Second, the baby laid in the manger became the man who died for us, to reconnect us with the God of Psalm 145. Another apostle, Peter, wrote: For Christ also suffered once for sins, the righteous for the unrighteous, that he might bring us to God... [that is, to the God of the Bible, to the God of Israel] (I Peter 3:18)
Third, the one who fulfilled the Christmas prophecies now fulfills all Scripture for us. What does that mean? Paul explained it this way in Romans 15:4...
For whatever was written in former days [like Psalm 145] was written for our instruction, that through endurance and through the encouragement of the Scriptures we might have hope.
When Psalm 145:14 was written to God's people three-thousand years ago, it revealed the same God who reigns over his people today through Jesus. The difference of course is that Jesus, the Righteous One, has become the guarantee of those promises for sinners like us.

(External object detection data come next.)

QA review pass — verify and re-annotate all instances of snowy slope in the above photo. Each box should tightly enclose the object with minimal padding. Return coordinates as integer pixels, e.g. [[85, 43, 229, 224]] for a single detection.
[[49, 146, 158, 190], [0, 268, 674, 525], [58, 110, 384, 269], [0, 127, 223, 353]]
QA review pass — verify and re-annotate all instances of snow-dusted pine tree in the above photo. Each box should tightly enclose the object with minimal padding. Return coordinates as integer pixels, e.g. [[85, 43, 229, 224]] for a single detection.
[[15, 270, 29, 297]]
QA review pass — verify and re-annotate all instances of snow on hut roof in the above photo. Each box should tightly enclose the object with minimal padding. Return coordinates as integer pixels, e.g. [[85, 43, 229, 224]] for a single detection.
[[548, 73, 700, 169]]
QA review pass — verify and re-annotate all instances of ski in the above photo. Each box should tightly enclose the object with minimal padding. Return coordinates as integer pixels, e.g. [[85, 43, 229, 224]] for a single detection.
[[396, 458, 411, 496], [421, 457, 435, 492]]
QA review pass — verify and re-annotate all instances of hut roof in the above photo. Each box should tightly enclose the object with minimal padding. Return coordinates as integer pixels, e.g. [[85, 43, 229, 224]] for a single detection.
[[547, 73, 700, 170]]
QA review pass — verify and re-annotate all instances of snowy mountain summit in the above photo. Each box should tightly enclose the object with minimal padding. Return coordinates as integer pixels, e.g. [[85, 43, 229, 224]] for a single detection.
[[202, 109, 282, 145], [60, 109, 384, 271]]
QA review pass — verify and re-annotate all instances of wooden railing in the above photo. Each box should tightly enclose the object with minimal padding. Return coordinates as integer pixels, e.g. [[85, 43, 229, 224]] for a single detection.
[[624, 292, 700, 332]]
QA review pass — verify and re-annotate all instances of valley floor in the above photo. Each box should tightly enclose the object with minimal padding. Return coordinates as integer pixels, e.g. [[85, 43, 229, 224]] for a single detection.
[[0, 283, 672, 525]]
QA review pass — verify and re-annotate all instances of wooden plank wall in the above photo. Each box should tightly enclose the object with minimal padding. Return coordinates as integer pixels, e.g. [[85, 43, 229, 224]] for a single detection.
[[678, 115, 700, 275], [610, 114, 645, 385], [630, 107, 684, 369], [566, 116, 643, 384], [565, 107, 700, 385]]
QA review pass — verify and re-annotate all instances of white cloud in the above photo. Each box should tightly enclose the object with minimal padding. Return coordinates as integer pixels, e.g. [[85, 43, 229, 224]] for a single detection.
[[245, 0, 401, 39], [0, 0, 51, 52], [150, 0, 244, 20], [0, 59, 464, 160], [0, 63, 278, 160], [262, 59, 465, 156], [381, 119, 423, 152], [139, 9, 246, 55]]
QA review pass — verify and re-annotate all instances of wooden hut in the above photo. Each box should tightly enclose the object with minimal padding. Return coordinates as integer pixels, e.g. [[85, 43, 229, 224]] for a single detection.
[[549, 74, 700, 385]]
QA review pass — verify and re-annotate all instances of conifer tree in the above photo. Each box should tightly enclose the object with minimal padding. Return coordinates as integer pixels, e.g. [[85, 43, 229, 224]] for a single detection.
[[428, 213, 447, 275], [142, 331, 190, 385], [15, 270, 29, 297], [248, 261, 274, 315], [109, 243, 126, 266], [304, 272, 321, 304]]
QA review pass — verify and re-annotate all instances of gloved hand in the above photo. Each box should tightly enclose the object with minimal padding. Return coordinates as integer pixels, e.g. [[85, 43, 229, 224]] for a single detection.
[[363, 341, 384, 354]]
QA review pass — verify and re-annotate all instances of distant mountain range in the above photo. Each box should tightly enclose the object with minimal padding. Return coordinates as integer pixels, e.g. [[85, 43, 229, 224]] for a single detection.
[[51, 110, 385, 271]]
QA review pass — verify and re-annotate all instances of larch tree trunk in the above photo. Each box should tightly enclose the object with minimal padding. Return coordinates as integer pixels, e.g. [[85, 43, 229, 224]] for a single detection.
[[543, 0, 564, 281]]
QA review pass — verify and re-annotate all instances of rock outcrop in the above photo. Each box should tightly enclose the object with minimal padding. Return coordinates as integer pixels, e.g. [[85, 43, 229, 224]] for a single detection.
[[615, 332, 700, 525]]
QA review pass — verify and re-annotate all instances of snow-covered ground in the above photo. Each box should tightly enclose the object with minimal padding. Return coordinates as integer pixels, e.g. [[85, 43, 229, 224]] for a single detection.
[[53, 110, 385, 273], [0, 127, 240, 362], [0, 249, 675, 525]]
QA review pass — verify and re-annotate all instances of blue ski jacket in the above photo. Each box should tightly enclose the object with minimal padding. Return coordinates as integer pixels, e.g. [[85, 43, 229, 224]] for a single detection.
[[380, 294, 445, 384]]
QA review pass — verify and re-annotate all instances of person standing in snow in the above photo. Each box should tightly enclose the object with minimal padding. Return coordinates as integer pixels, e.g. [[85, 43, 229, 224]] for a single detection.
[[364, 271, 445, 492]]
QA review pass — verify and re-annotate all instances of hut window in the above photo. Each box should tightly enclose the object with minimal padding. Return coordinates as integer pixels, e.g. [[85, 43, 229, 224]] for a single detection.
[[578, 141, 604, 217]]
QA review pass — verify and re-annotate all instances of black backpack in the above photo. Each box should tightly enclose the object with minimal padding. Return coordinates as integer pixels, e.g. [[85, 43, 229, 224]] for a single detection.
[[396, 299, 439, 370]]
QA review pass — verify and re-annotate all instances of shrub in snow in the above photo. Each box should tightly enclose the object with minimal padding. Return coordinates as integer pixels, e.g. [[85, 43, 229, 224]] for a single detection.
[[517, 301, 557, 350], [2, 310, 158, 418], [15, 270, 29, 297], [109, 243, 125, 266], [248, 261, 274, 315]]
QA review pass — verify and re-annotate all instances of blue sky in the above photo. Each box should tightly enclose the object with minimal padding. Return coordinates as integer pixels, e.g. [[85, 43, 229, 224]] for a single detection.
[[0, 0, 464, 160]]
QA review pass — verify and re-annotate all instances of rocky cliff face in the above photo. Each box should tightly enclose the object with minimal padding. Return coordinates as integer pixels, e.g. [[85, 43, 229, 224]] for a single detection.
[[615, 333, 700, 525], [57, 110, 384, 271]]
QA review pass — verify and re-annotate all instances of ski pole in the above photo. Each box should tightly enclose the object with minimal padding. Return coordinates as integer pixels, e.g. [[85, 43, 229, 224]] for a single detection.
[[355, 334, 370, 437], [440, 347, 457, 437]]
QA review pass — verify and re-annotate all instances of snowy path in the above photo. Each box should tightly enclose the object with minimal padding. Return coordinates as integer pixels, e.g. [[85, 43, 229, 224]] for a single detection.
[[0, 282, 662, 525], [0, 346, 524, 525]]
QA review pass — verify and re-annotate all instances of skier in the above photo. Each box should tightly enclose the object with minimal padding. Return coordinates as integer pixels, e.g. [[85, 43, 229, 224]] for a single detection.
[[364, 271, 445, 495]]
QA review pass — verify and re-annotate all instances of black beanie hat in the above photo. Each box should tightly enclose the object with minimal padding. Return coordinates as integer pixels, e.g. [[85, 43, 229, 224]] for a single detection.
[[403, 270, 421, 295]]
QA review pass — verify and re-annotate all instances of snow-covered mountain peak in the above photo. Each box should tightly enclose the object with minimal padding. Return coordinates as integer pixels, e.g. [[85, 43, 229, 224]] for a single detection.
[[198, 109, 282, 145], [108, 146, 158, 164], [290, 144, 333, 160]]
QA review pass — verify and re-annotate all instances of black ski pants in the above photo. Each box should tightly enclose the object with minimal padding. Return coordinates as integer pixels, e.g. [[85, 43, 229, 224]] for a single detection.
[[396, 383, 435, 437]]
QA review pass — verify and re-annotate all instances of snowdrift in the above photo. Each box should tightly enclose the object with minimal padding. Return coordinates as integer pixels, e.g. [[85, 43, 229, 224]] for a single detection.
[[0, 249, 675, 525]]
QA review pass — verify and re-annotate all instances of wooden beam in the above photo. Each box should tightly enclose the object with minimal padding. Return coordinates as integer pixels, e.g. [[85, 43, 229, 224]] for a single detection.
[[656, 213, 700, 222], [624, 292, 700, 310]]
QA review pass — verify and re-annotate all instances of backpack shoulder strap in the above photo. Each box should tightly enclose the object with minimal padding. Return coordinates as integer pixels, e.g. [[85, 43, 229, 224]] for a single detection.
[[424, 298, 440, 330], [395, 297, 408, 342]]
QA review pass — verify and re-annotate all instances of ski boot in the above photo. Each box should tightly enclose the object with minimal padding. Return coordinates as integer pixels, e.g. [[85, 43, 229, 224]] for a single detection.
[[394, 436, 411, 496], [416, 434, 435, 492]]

So... if you feel beaten down by 2020, I have great news for you. Yes, there is Christmas cheer available to you this season, the kind that comes from cards and candy canes, from music and movies, from wreaths and wrapping presents. Those are all good things, aren't they? But the really great news, the greatest news is that for those who feel beaten down by a very hard year, there is a God who “raises up all who are bowed down”; and that God is ours through Jesus!
How does God raise us up when we are burdened and bowed down? By taking away our suffering? Yes... but not necessarily right away. Listen to how Peter encourages his readers in terms of God lifting us up, and listen for echoes of the Psalms in these verses...
Humble yourselves, therefore, under the mighty hand of God so that at the proper time he may exalt you,  casting all your anxieties on him, because he cares for you....  And after you have suffered a little while, the God of all grace, who has called you to his eternal glory in Christ, will himself restore, confirm, strengthen, and establish you.  To him be the dominion forever and ever. Amen. (I Peter 5:6–7, 10-11)
Brothers and sisters, we have choices to make in light of the burdens of 2020. Some, feeling beaten down, have chosen to minimize or deny the challenges we face. Others, feeling beaten down, have strapped on a 'blame-thrower' and looked for a scapegoat. Still others, feeling beaten down, have chosen a path of escapism or self-medication, using any number of human solutions. And some, feeling beaten down by our present difficulties, have simply been overcome by the fear, the anger, the frustration, the grief, the hopelessness that daily tempts us.
But wonderfully, we've heard about another option this morning. Because Christ came into our world at Christmas, you can, when you feel beaten down, look to a God who is able, who is willing, and who has proven he knows how to raise up those who have been laid low.
Again, how does he do this? As Peter indicated, he does this by reassuring you that he cares; that when you humbly entrust yourself into his mighty hand, in the midst of your suffering, not only will he shoulder your anxieties, but will, “at the proper time”, restore, confirm, strengthen, and establish you. Why? Because He has “called you to his eternal glory in Christ”.
I believe most of you have already been called, and have responded with faith. But maybe others of you are just now experiencing that calling. Will you respond in faith this morning? Faith in the Christ of Christmas? Trust that only he can give you that ultimate Christmas cheer, a joy that isn't simply seasonal, but that will last the whole year through? If you have been beaten down by the difficulties of this year, will you respond with a worldly, with a fleshly response? Or will look to Jesus with faith, praying specifically in light of Psalm 145:14. Because Christ was laid low for us, we can be raised up through him. What good news! Let's take a minute to talk to God now about feeling beaten down and how we need him to raise us up.